Pointing to the film, Music, which outraged the disability community when its writer and director, Sia, defended—with repeated ableist comments—the decision to cast a non-autistic actor to play an autistic character, Rowe says that merely auditioning disabled actors for disabled roles does not warrant brownie points.
“People with disabilities are just as talented and just as capable of being professionals in the theater industry as anyone else,” Rowe tells Observer. He proved that when he received a glowing review in the New York Times for defying Broadway and becoming the first known autistic actor to play the role of Christopher Boone at Syracuse Stage and Indiana Repertory Theatre.
It’s a point of pride that the New York Times noticed that Rowe did nine shows a week all by himself—while riding a five foot unicycle every night—unlike the Broadway and national tour productions, where eight shows a week were split between two actors.
“I don’t mean to glorify overworking or glorify basing people’s value on capitalism,” Rowe clarifies to Observer. In terms of making theater more accessible to actors with disabilities, Rowe says it would be fantastic if Broadway would always double cast roles, “so that if you don’t have the spoons to do the show one day, there’s another actor ready to do it.”
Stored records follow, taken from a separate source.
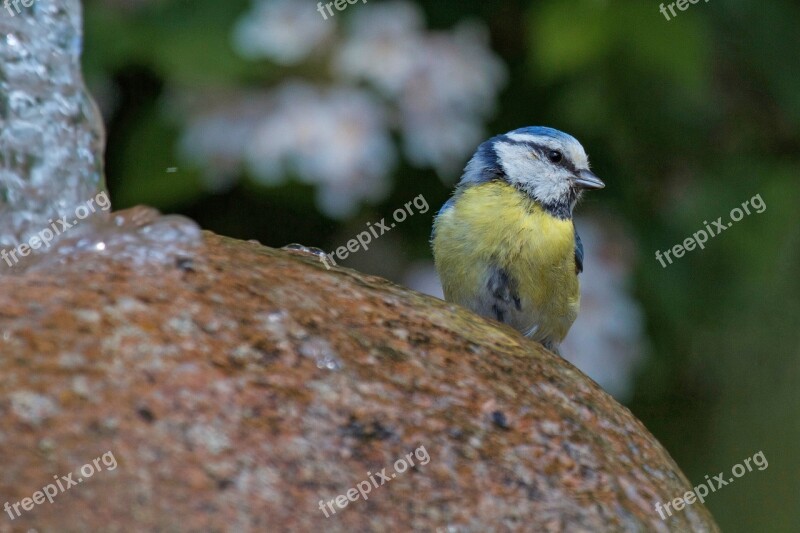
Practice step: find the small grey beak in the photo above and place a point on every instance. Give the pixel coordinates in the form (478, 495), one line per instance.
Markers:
(587, 180)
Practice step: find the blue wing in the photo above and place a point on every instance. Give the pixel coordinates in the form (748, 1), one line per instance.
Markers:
(447, 205)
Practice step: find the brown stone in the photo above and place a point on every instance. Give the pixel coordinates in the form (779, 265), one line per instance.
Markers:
(238, 388)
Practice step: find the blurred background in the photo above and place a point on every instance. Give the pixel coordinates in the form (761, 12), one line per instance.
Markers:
(269, 120)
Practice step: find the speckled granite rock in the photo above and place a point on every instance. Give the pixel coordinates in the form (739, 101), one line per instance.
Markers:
(238, 387)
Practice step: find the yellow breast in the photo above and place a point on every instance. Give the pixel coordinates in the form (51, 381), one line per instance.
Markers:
(493, 225)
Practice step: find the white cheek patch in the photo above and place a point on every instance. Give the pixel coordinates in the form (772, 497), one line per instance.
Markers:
(542, 180)
(570, 146)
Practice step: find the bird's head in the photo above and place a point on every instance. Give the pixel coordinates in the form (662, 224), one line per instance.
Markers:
(548, 165)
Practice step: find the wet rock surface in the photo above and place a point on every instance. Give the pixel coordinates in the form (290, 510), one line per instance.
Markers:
(238, 386)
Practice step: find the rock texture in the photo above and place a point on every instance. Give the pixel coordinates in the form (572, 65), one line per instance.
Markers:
(239, 386)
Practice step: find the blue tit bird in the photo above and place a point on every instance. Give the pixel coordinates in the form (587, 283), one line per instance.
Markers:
(505, 245)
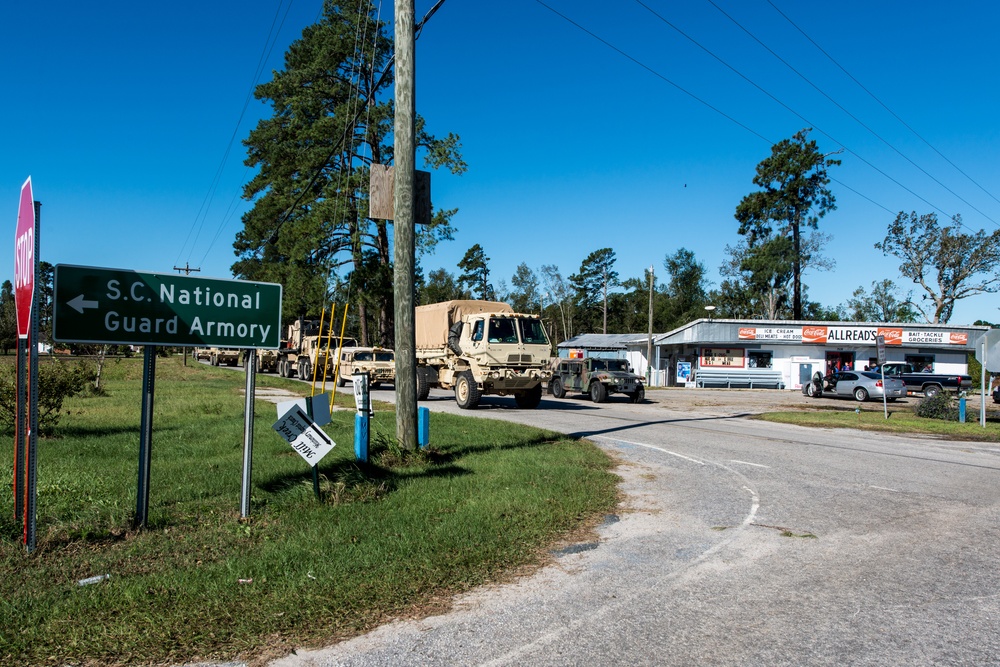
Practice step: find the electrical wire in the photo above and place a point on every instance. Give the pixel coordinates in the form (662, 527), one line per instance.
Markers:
(848, 113)
(202, 214)
(796, 113)
(733, 120)
(881, 103)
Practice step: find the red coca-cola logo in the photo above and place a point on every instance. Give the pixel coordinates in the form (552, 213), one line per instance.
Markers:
(814, 334)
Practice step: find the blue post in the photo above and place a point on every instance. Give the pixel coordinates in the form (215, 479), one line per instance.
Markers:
(423, 427)
(361, 437)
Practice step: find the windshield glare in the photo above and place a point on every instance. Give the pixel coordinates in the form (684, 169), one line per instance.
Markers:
(532, 332)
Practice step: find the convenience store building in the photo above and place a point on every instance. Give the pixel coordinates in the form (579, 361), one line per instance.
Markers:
(785, 354)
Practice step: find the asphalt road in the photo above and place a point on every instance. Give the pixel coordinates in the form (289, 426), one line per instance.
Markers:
(738, 543)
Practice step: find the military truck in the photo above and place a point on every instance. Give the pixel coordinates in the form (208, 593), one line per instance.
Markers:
(304, 349)
(597, 377)
(480, 348)
(378, 362)
(217, 356)
(267, 360)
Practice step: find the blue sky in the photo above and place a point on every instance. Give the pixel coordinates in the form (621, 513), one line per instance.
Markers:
(129, 119)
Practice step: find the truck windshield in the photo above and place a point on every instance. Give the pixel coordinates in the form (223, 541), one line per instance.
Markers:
(502, 330)
(532, 332)
(617, 365)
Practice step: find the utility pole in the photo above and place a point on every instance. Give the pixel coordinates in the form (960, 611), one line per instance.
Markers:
(403, 227)
(649, 344)
(187, 271)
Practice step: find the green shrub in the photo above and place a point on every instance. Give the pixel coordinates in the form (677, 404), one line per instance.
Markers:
(939, 406)
(57, 381)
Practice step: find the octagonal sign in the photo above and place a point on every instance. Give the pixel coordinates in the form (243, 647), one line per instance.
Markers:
(24, 260)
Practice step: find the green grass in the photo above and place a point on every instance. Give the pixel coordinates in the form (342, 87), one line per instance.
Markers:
(389, 538)
(902, 419)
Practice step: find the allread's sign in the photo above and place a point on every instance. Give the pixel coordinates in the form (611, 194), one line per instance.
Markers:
(833, 335)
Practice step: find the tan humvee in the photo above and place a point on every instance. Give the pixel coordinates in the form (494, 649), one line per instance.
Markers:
(378, 362)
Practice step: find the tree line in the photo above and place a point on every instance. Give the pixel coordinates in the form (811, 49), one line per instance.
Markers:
(309, 228)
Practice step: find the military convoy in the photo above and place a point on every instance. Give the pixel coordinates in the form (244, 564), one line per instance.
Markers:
(597, 377)
(305, 349)
(479, 348)
(217, 356)
(379, 363)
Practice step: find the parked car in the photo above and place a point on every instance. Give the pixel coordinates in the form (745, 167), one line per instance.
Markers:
(860, 385)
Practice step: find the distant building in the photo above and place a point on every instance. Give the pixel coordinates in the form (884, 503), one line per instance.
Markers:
(777, 353)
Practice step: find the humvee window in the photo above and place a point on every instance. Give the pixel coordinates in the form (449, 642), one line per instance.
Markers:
(532, 332)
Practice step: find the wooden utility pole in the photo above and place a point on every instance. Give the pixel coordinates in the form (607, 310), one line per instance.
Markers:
(403, 227)
(649, 344)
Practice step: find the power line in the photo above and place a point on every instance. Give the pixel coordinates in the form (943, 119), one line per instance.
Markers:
(790, 109)
(733, 120)
(883, 104)
(202, 214)
(851, 115)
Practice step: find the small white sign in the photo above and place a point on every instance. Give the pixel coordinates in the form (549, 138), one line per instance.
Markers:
(362, 399)
(305, 437)
(320, 407)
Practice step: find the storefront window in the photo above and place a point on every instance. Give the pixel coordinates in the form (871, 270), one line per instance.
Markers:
(921, 362)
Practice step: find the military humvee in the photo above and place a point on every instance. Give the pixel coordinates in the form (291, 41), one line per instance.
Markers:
(378, 362)
(597, 377)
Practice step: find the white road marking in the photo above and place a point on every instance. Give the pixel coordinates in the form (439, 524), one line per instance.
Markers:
(747, 463)
(642, 444)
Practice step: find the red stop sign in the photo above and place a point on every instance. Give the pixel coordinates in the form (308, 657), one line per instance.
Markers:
(24, 260)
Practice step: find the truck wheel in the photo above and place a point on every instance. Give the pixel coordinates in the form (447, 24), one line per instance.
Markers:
(466, 392)
(423, 386)
(529, 400)
(558, 390)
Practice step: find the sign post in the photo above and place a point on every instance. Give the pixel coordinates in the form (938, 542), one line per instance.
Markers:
(125, 307)
(26, 245)
(988, 354)
(880, 345)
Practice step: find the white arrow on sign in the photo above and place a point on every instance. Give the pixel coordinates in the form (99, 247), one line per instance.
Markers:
(79, 303)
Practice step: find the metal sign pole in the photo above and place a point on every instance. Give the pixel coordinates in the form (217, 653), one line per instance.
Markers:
(20, 429)
(250, 359)
(982, 393)
(145, 434)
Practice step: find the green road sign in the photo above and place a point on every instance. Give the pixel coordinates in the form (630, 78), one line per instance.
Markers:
(118, 306)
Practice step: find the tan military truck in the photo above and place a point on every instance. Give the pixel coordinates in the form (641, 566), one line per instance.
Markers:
(217, 356)
(378, 362)
(304, 349)
(479, 348)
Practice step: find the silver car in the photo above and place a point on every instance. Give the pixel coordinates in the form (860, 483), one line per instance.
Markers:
(863, 385)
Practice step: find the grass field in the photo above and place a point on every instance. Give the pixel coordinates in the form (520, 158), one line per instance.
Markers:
(901, 419)
(390, 538)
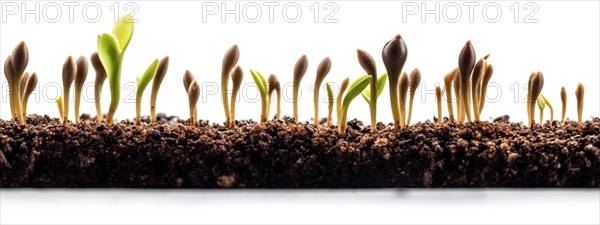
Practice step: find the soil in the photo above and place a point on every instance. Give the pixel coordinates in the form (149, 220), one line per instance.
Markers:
(285, 154)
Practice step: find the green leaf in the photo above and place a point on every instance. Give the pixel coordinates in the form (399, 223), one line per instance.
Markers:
(123, 31)
(355, 89)
(147, 77)
(329, 92)
(108, 52)
(381, 81)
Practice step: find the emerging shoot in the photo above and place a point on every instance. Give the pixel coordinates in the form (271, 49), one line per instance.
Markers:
(394, 56)
(415, 79)
(142, 83)
(161, 71)
(236, 77)
(299, 71)
(579, 95)
(98, 83)
(322, 72)
(80, 76)
(229, 61)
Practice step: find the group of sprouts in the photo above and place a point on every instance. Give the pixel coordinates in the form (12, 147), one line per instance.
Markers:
(468, 81)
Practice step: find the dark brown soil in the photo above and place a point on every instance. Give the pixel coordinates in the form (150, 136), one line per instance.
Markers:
(284, 154)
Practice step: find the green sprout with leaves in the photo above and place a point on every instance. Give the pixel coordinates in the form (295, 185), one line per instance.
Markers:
(263, 88)
(111, 49)
(142, 82)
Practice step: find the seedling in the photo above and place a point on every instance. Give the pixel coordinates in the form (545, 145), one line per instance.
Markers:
(236, 77)
(98, 83)
(329, 103)
(111, 49)
(563, 98)
(448, 79)
(394, 56)
(466, 62)
(14, 67)
(29, 87)
(263, 88)
(229, 61)
(299, 71)
(274, 86)
(579, 95)
(415, 79)
(161, 71)
(438, 96)
(322, 72)
(536, 83)
(193, 96)
(403, 90)
(80, 76)
(353, 91)
(142, 82)
(368, 64)
(69, 72)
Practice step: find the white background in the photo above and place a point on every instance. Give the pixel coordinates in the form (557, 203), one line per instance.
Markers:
(563, 44)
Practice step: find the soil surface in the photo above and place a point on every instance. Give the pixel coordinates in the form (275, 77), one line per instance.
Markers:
(285, 154)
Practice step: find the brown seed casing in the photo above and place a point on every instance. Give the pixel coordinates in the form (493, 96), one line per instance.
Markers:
(322, 71)
(98, 83)
(579, 92)
(415, 80)
(80, 76)
(161, 72)
(394, 56)
(466, 62)
(299, 71)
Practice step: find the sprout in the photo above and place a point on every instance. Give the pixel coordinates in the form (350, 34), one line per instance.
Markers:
(236, 76)
(402, 90)
(368, 64)
(98, 83)
(80, 76)
(161, 71)
(476, 78)
(69, 72)
(229, 61)
(322, 72)
(487, 75)
(338, 107)
(274, 86)
(142, 82)
(438, 96)
(542, 105)
(579, 95)
(448, 87)
(563, 98)
(415, 79)
(536, 83)
(394, 56)
(111, 49)
(329, 103)
(193, 96)
(466, 62)
(14, 67)
(299, 71)
(59, 103)
(263, 88)
(353, 91)
(29, 87)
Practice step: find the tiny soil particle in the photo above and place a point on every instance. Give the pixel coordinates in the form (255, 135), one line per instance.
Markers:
(286, 154)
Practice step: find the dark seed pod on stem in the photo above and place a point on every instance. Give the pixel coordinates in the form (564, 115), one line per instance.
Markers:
(322, 72)
(466, 62)
(299, 71)
(80, 76)
(394, 56)
(98, 83)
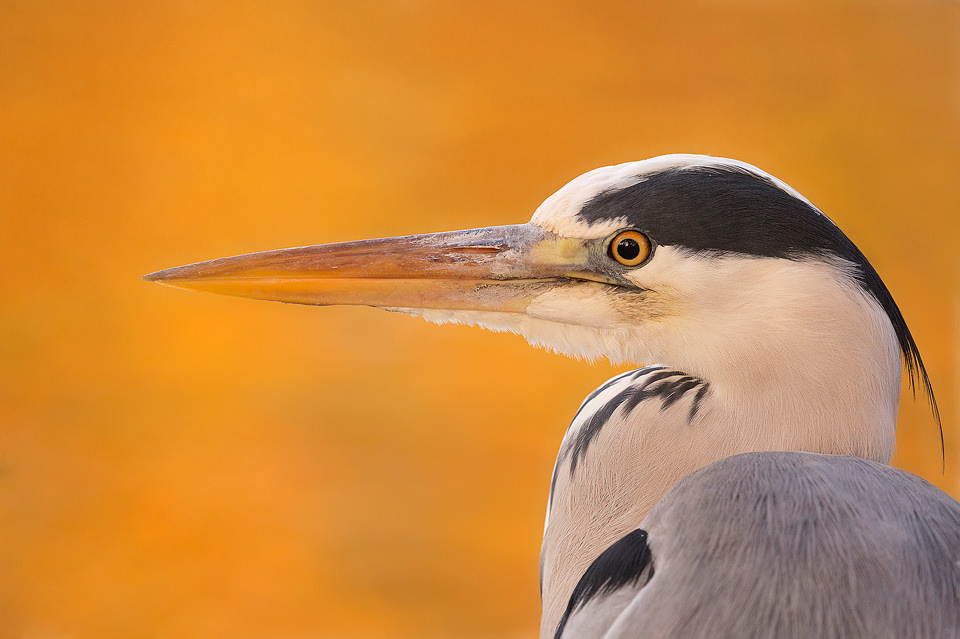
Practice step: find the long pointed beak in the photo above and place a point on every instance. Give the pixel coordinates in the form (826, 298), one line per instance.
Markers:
(498, 269)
But it did feel like a righteous eff you to the national tour director of Curious Incident, who pulled Rowe aside at auditions and condescendingly told him he was free to “sit out” the movement part of his audition if he wasn’t “comfortable” doing it. “They’re not going to change the whole show,” Rowe tells Observer, simply because an actor doesn’t “feel like” doing the movement required.
It was comments like this that gave Rowe the impression that casting “spoke to the other five actors as if they were professional actors, and spoke to me as if I were part of Make-A-Wish Foundation.”
From plying him with fancy sports cars to drive him around New York, to long, exhaustive conversations in which Rowe felt producers were attempting to make sure he was “autistic but not too autistic,” Rowe tells Observer that it seemed like producers were trying to give him an “experience” rather than an actual shot.
Rowe founded the National Disability Theatre, in partnership with La Jolla Playhouse, not to fulfill wishes or placate disabled actors—but to give them actual opportunities. In 2019, during Rowe’s tenure as artistic director (before COVID-19 disrupted business-as-usual) the National Disability Theatre not only employed disabled actors under proper Actors’ Equity contracts, it also boasted impressive hiring statistics for other marginalized groups. Some 50% of actor contracts went to BIPOC actors, 27% of all individuals hired belong to the LGBTQIA community, and 55% were non-male.
Believing that people with power need to pass the baton onto those who are traditionally left out (hear that, Broadway?) Rowe, a straight, cis white man, resigned as artistic director of the National Disability Theatre in May of 2020 to let a BIPOC or trans disabled person take the reins.
Because “the obstacles that get in our way when it comes to participation in the theater industry don’t actually have to do with our disabilities,” Rowe tells Observer, “as much as they have to do with ableism.”